Skip to Content, Navigation, or Footer.
Thursday, Jan. 9
The Indiana Daily Student

arts

‘Downstairs Mixup’ shows sexual curiosity

Nine students have adopted the perspective of the opposite gender — at least when it comes to creating their art.

The Downstairs Mix-Up show featuring the work of Sculpture MFA students opens from 7:30 to 9:30 p.m. Friday. The exhibit will be located at the Fuller Projects inside McCalla School and is free and open to the public.

The students’ pieces embody the themes of gender and sexual curiosity and how these factors play a role in identity according to a press release. More specifically, they each created a self-portrait in the opposite gender.

Third year MFA student Matthew Meers said the diversity in interpretation is what will make the show exciting for viewers.

“It is up to the individual artist to determine whether this definition manifests itself as a literal sculpture of one’s hand, as a curated collection of objects that speak to one’s imagined ‘other’ gender identity or a performance piece, in which anything goes,” Meers said.

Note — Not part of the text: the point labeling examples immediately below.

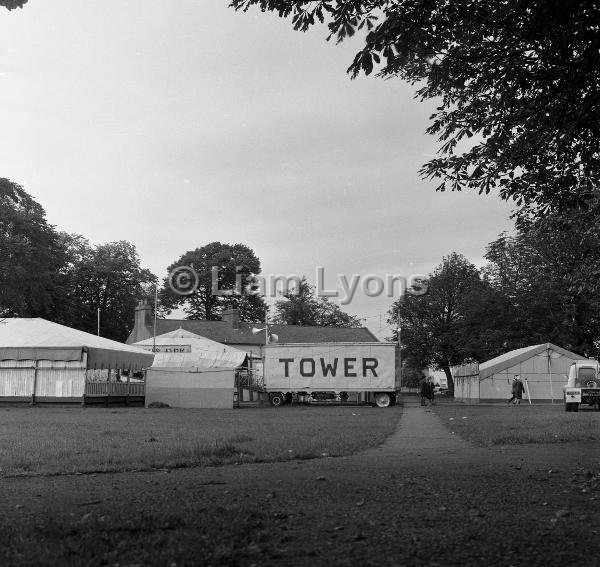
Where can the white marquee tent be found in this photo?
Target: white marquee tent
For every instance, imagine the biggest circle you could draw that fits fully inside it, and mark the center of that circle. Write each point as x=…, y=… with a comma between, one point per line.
x=543, y=369
x=191, y=371
x=45, y=361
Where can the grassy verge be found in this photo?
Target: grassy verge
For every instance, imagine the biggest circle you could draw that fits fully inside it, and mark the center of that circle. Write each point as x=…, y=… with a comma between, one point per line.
x=515, y=425
x=56, y=440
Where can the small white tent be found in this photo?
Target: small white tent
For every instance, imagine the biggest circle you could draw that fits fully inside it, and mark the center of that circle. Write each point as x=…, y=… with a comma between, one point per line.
x=543, y=369
x=201, y=375
x=206, y=353
x=45, y=361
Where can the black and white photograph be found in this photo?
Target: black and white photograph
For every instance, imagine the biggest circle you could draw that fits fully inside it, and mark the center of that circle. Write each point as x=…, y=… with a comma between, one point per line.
x=299, y=283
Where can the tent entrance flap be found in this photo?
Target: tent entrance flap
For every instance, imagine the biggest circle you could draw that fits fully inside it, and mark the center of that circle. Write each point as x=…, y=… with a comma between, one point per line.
x=41, y=353
x=108, y=358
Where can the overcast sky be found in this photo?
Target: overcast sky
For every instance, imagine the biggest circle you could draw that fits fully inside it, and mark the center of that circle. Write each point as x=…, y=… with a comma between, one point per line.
x=172, y=124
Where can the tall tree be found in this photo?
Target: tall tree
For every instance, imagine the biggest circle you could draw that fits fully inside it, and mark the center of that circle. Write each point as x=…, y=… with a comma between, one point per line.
x=550, y=273
x=107, y=277
x=220, y=278
x=30, y=255
x=301, y=306
x=454, y=322
x=517, y=85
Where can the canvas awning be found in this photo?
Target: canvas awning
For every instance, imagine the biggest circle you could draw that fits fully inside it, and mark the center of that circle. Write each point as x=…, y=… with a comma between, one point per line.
x=203, y=353
x=38, y=339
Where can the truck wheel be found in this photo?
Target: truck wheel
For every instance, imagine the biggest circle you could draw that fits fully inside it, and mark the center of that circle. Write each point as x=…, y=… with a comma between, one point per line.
x=382, y=400
x=277, y=400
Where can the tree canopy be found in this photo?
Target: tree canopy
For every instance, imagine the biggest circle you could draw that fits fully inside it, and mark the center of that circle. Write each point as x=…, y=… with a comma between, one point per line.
x=301, y=306
x=61, y=277
x=108, y=277
x=517, y=84
x=236, y=266
x=12, y=4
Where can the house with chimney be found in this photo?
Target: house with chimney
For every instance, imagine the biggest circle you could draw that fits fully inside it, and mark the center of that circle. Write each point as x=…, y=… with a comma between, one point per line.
x=233, y=332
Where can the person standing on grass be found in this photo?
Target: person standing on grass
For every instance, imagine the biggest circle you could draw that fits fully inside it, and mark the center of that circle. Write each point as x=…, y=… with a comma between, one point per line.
x=431, y=391
x=517, y=390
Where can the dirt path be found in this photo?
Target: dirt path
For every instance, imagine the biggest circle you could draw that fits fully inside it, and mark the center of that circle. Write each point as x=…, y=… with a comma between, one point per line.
x=425, y=497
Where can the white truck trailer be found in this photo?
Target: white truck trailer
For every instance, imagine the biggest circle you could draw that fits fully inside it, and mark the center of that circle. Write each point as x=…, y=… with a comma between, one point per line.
x=583, y=386
x=331, y=372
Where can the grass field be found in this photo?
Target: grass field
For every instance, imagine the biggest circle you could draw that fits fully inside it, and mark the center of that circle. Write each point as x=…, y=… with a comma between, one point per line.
x=58, y=440
x=488, y=425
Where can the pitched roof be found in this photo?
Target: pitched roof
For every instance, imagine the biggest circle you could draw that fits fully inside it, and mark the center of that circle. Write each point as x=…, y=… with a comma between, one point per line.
x=513, y=357
x=204, y=352
x=224, y=332
x=38, y=339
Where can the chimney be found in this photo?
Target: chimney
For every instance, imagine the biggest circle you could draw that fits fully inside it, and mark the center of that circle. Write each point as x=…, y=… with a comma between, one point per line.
x=232, y=317
x=143, y=316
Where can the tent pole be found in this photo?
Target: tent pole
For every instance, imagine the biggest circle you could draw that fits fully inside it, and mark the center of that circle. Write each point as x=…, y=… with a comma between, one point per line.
x=550, y=373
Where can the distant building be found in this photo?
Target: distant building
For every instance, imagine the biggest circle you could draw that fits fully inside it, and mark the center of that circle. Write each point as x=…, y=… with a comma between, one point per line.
x=543, y=369
x=233, y=332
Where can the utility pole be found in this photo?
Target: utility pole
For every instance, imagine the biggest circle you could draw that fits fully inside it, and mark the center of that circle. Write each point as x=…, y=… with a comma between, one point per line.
x=155, y=309
x=267, y=326
x=398, y=332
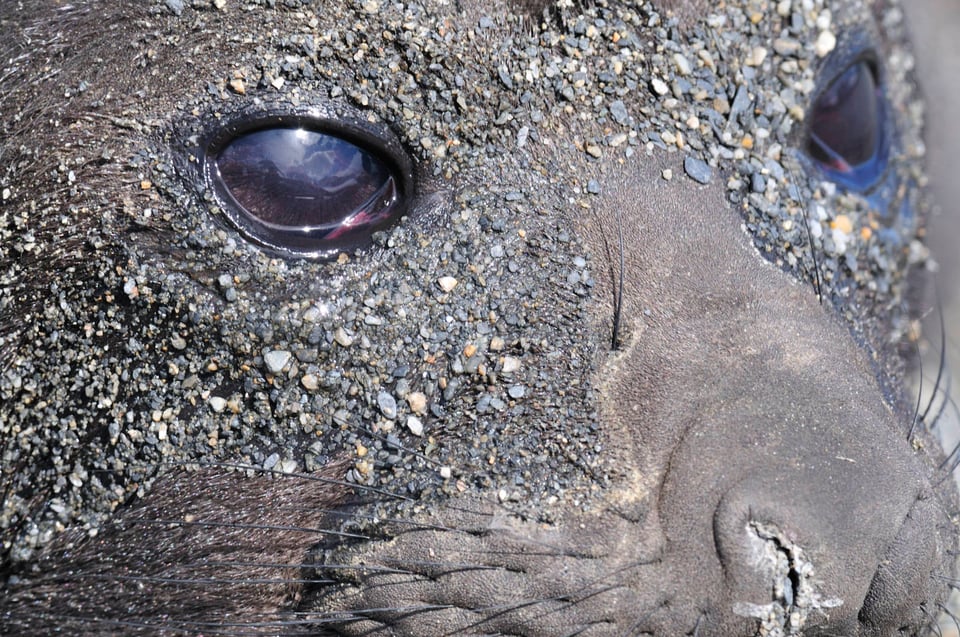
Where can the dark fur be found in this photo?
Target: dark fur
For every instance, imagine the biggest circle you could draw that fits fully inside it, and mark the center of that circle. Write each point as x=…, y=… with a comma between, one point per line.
x=609, y=500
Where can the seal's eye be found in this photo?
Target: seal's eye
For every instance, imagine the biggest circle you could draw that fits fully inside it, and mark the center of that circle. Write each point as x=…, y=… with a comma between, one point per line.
x=303, y=192
x=846, y=127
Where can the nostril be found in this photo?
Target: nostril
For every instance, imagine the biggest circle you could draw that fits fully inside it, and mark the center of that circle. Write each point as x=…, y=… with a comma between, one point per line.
x=768, y=575
x=904, y=578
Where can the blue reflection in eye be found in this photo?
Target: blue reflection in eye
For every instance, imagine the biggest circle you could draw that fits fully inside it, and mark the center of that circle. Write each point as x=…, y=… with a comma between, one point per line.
x=846, y=133
x=307, y=192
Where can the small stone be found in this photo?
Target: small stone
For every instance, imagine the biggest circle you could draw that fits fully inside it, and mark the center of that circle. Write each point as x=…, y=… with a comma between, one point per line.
x=447, y=283
x=683, y=64
x=387, y=405
x=826, y=42
x=271, y=461
x=618, y=110
x=415, y=425
x=757, y=55
x=843, y=224
x=697, y=169
x=417, y=401
x=276, y=360
x=342, y=338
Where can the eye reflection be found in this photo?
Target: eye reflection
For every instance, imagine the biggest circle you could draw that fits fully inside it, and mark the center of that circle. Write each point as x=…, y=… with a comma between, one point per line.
x=845, y=133
x=306, y=191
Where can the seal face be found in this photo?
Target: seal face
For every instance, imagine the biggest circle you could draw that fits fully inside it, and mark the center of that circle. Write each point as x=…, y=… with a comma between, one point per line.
x=307, y=313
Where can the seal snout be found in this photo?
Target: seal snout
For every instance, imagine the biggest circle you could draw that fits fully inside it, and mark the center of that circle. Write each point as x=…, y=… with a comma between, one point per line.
x=783, y=567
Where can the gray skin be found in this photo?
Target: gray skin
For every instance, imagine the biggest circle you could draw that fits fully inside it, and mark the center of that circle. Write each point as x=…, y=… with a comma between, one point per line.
x=203, y=436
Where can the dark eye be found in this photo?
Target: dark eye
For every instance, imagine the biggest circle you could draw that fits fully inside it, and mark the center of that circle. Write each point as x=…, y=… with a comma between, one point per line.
x=304, y=192
x=846, y=127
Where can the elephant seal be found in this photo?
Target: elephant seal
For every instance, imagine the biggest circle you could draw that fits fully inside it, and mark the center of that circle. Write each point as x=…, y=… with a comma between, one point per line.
x=435, y=318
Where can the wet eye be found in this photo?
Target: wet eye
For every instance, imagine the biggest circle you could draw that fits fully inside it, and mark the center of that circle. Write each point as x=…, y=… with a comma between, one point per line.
x=304, y=192
x=846, y=127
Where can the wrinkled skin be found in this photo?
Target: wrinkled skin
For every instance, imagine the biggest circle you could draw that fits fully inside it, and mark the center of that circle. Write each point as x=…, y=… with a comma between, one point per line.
x=204, y=435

From wood to steel to stone and ceramic, Meers pointed out the variety of mediums utilized in the discipline.

“The language of sculpture has too many dialects to speak with one voice,” he said.
For second year graduate student in sculpture Suzanne Wyss, inspiration comes from the natural world.

“Nature is one of my main inspirations due to its intricate structures, intense layering and also growth by destruction,” she said.

The MFA work will be displayed along work from a professional. Scottish artist David Constable is the current artist-in-residence in the Program for International Visiting Artist-in-Residence and has been living in Collins Living-Learning Center since the beginning of the semester.

He will not be showing his usual paintings and drawings, however.

Constable’s pieces in the show are large-scale and intricate paper sculptures. Wyss marked it as a strange yet exciting pairing for the students. Meers said he admired the complexities of Constable’s pieces.

“His art is infused with various industrial tapes and plastic strips — things that are ‘artless’ — and arrives at a familiar pictorial space of his adopted home of West Virginia,” Meers said. “I find that his work becomes richer through investigation.”